Ein diplomatisches Dokument entlarvt den US-Plan für Syrien. Exklusivabdruck aus der libanesischen Tageszeitung Al Akhbar.

Washington an seine Verbündeten: Lasst uns Syrien aufteilen
von Mohammad Ballout und Walid Scharara

Die USA-Politik in Syrien hat sich verändert. Nach langem Zögern und nach der Niederlage des „Islamischen Staates“ haben die USA sich nun dafür entschieden, den Krieg fortzusetzen. Dafür weiten sie ihre militärische Präsenz östlich des Euphrat aus, um Syrien nach einem detailliert festgelegten Plan zu zerteilen. In den vergangenen zwei Monaten waren rege diplomatische Aktivitäten zu verzeichnen, bei denen die USA ihre Verbündeten über ihren Plan informierten und sie auf dessen Umsetzung vorbereiteten. Der libanesischen Tageszeitung „Al Akhbar“ wurde eine diplomatische Depesche zugespielt, die von der britischen Botschaft in Washington stammt. Darin wird die amerikanische Strategie für die Aufteilung Syriens zusammengefasst, wie sie von David Satterfield (US-Außenministerium) bei einem Treffen der „Syriengruppe“ vorgetragen wurde. Dazu hatten die USA am 11. Januar 2018 nach Washington eingeladen.

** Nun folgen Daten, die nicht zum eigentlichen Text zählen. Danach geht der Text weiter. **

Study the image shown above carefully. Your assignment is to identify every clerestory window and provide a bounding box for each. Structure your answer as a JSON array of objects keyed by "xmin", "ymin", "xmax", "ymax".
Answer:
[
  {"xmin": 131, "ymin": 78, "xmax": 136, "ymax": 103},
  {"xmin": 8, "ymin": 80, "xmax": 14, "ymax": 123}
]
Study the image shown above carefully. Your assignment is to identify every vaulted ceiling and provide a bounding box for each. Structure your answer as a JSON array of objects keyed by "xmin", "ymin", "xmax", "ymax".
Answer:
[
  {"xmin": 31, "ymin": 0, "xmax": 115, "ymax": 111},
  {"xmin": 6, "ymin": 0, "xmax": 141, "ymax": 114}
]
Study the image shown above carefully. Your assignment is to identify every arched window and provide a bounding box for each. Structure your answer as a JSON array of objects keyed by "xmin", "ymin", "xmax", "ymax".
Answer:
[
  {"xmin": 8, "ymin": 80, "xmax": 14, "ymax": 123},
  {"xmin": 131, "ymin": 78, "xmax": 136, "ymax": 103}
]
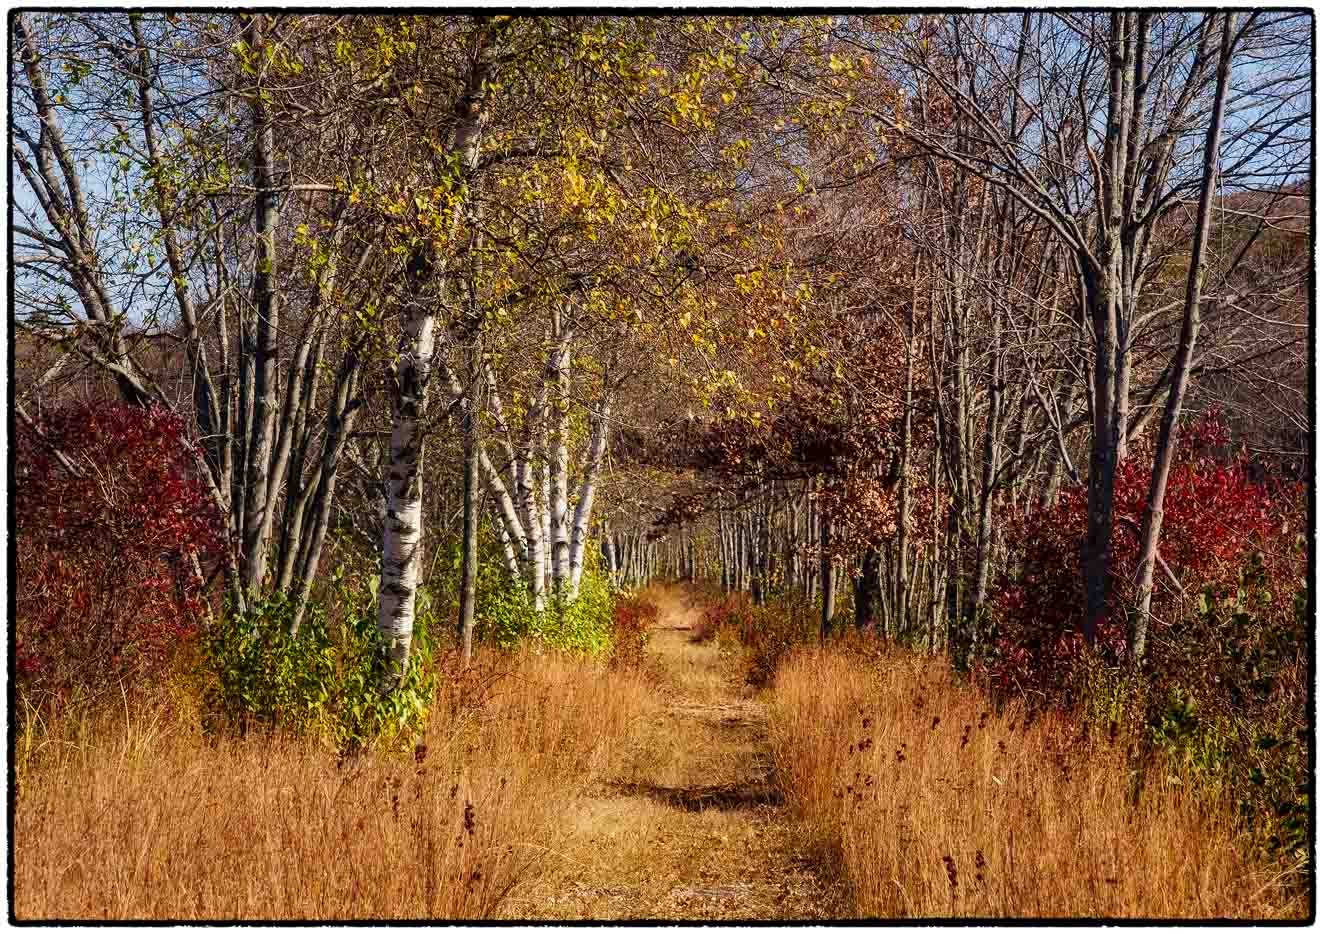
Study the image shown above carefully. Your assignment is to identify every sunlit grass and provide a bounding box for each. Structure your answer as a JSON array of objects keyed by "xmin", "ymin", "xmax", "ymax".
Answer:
[
  {"xmin": 767, "ymin": 643, "xmax": 1307, "ymax": 920},
  {"xmin": 13, "ymin": 649, "xmax": 655, "ymax": 921}
]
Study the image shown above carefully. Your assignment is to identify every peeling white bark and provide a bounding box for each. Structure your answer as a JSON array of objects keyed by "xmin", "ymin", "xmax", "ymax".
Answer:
[
  {"xmin": 377, "ymin": 23, "xmax": 492, "ymax": 687},
  {"xmin": 541, "ymin": 461, "xmax": 553, "ymax": 587},
  {"xmin": 379, "ymin": 256, "xmax": 435, "ymax": 686}
]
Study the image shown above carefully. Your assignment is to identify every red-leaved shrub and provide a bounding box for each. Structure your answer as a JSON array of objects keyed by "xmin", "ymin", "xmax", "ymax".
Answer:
[
  {"xmin": 697, "ymin": 591, "xmax": 754, "ymax": 636},
  {"xmin": 986, "ymin": 414, "xmax": 1302, "ymax": 700},
  {"xmin": 610, "ymin": 593, "xmax": 659, "ymax": 670},
  {"xmin": 690, "ymin": 591, "xmax": 751, "ymax": 643},
  {"xmin": 16, "ymin": 402, "xmax": 223, "ymax": 710}
]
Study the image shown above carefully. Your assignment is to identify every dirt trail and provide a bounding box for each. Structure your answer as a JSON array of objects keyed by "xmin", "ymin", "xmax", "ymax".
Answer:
[{"xmin": 501, "ymin": 587, "xmax": 846, "ymax": 921}]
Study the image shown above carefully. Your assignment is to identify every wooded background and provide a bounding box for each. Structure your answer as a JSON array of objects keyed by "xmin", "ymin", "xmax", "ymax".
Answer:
[{"xmin": 12, "ymin": 12, "xmax": 1309, "ymax": 675}]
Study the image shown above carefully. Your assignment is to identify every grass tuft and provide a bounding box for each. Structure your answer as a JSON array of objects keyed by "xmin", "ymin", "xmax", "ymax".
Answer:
[
  {"xmin": 767, "ymin": 644, "xmax": 1307, "ymax": 920},
  {"xmin": 14, "ymin": 649, "xmax": 654, "ymax": 921}
]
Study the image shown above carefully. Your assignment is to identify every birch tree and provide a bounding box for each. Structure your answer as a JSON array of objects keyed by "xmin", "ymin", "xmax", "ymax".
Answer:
[{"xmin": 11, "ymin": 12, "xmax": 374, "ymax": 624}]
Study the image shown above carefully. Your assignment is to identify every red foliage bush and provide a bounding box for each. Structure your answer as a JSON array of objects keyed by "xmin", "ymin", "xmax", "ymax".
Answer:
[
  {"xmin": 986, "ymin": 414, "xmax": 1302, "ymax": 699},
  {"xmin": 610, "ymin": 594, "xmax": 659, "ymax": 670},
  {"xmin": 695, "ymin": 593, "xmax": 818, "ymax": 686},
  {"xmin": 15, "ymin": 402, "xmax": 224, "ymax": 708},
  {"xmin": 695, "ymin": 592, "xmax": 754, "ymax": 642}
]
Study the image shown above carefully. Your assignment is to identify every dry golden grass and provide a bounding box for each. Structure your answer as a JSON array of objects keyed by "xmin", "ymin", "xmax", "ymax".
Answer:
[
  {"xmin": 13, "ymin": 649, "xmax": 654, "ymax": 921},
  {"xmin": 767, "ymin": 644, "xmax": 1307, "ymax": 920}
]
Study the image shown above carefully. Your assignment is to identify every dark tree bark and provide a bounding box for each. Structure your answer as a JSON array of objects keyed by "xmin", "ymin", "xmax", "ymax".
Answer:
[
  {"xmin": 819, "ymin": 500, "xmax": 835, "ymax": 639},
  {"xmin": 855, "ymin": 545, "xmax": 882, "ymax": 635}
]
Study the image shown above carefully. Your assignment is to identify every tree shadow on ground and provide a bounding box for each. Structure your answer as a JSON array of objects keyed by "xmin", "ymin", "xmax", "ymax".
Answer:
[{"xmin": 607, "ymin": 780, "xmax": 784, "ymax": 812}]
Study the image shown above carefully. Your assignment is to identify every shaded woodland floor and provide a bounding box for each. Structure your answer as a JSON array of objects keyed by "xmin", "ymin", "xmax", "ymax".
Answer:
[{"xmin": 501, "ymin": 587, "xmax": 847, "ymax": 921}]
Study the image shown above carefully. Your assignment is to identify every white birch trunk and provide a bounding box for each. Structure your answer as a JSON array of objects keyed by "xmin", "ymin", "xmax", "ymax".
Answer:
[
  {"xmin": 519, "ymin": 370, "xmax": 548, "ymax": 610},
  {"xmin": 477, "ymin": 446, "xmax": 527, "ymax": 572},
  {"xmin": 542, "ymin": 461, "xmax": 553, "ymax": 587},
  {"xmin": 493, "ymin": 512, "xmax": 521, "ymax": 578},
  {"xmin": 379, "ymin": 251, "xmax": 437, "ymax": 687},
  {"xmin": 567, "ymin": 395, "xmax": 612, "ymax": 599},
  {"xmin": 378, "ymin": 27, "xmax": 491, "ymax": 687},
  {"xmin": 600, "ymin": 515, "xmax": 617, "ymax": 584},
  {"xmin": 548, "ymin": 317, "xmax": 572, "ymax": 593}
]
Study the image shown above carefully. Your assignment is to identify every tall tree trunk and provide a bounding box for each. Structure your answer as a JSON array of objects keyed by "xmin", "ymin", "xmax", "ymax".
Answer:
[
  {"xmin": 567, "ymin": 391, "xmax": 612, "ymax": 598},
  {"xmin": 379, "ymin": 247, "xmax": 441, "ymax": 688},
  {"xmin": 929, "ymin": 450, "xmax": 945, "ymax": 654},
  {"xmin": 239, "ymin": 13, "xmax": 280, "ymax": 599},
  {"xmin": 542, "ymin": 462, "xmax": 553, "ymax": 587},
  {"xmin": 378, "ymin": 26, "xmax": 491, "ymax": 688},
  {"xmin": 289, "ymin": 353, "xmax": 362, "ymax": 635},
  {"xmin": 458, "ymin": 334, "xmax": 481, "ymax": 667},
  {"xmin": 758, "ymin": 504, "xmax": 773, "ymax": 598},
  {"xmin": 1081, "ymin": 267, "xmax": 1123, "ymax": 647},
  {"xmin": 1081, "ymin": 12, "xmax": 1137, "ymax": 645},
  {"xmin": 748, "ymin": 509, "xmax": 764, "ymax": 606},
  {"xmin": 970, "ymin": 340, "xmax": 1002, "ymax": 620},
  {"xmin": 600, "ymin": 516, "xmax": 617, "ymax": 584},
  {"xmin": 804, "ymin": 485, "xmax": 817, "ymax": 602},
  {"xmin": 895, "ymin": 255, "xmax": 920, "ymax": 637},
  {"xmin": 519, "ymin": 364, "xmax": 547, "ymax": 610},
  {"xmin": 855, "ymin": 544, "xmax": 882, "ymax": 634},
  {"xmin": 819, "ymin": 497, "xmax": 835, "ymax": 639},
  {"xmin": 1131, "ymin": 13, "xmax": 1234, "ymax": 662},
  {"xmin": 718, "ymin": 508, "xmax": 730, "ymax": 592},
  {"xmin": 548, "ymin": 311, "xmax": 572, "ymax": 594}
]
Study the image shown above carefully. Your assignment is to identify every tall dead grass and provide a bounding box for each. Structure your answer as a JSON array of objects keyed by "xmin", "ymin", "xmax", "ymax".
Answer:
[
  {"xmin": 767, "ymin": 644, "xmax": 1307, "ymax": 920},
  {"xmin": 14, "ymin": 649, "xmax": 653, "ymax": 921}
]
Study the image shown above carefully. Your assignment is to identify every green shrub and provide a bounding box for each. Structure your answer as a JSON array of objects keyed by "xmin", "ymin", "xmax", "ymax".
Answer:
[
  {"xmin": 1069, "ymin": 559, "xmax": 1309, "ymax": 876},
  {"xmin": 474, "ymin": 548, "xmax": 617, "ymax": 656},
  {"xmin": 201, "ymin": 566, "xmax": 439, "ymax": 751},
  {"xmin": 541, "ymin": 563, "xmax": 615, "ymax": 655},
  {"xmin": 1146, "ymin": 565, "xmax": 1309, "ymax": 869},
  {"xmin": 473, "ymin": 557, "xmax": 538, "ymax": 649},
  {"xmin": 201, "ymin": 592, "xmax": 330, "ymax": 737}
]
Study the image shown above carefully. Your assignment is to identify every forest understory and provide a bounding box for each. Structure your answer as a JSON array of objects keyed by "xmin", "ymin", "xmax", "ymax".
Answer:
[{"xmin": 13, "ymin": 585, "xmax": 1307, "ymax": 922}]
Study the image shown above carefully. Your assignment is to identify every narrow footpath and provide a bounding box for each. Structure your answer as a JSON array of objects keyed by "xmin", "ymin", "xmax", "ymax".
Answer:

Der US-amerikanische Plan zur Aufteilung Syriens hat weder mit einer theoretischen Analyse noch mit der russisch-US-amerikanischen Auseinandersetzung zu tun, die auf dem Schlachtfeld der Diplomatie ausgetragen wird. Auffällig war die Äußerung des russischen Außenministers Sergej Lavrov, der kürzlich davon sprach, dass „die USA die Aufteilung Syriens“ plane. Dem vorausgegangen waren massive militärische Angriffe der US-Luftwaffe und Artillerie, die unter russischen und syrischen paramilitärischen Kräften ein Massaker anrichteten, als diese versucht hatten über Pontonbrücken den Euphrat nach Osten zu überqueren. Das Blutbad richtete sich gegen Mitarbeiter des russischen militärischen Sicherheitsunternehmens „Wagner“, das an der Seite der russischen Armee in Syrien eingesetzt wird. Die Entwicklung war keine Überraschung. Mit den Angriffen zogen die USA eine Trennlinie zwischen zwei Syrien: eines westlich, eines östlich des Euphrat. Der Angriff markierte eine Grenze, mit der die Zukunft eines (syrischen) Territoriums östlich des Euphrat festgelegt werden soll. Eine Zukunft, die bereits vor einigen Wochen von den USA ausgearbeitet worden war.

Die neue Syrien-Strategie war im US-amerikanischen Nationalen Sicherheitsrat beschlossen worden. Vor sechs Wochen informierten die USA dann ihre Verbündeten darüber, welche Ziele sie auf syrischem Territorium verfolgen. Das östliche Territorium soll vom Rest Syriens abgetrennt werden, wofür das Weiße Haus jährlich 4 Milliarden US-Dollar zur Verfügung stellt. Mit dem Geld soll u.a. eine Grenzschutztruppe ausgebildet werden, die auch die Aufgabe hat, die Dominanz der kurdischen Verbände innerhalb der kämpfenden „Syrischen Demokratischen Kräfte“ zurückzudrängen. Um das zu befördern, sollen Kräfte der syrischen Opposition östlich des Euphrat erschaffen und die Rückkehr der syrischen Armee verhindert werden.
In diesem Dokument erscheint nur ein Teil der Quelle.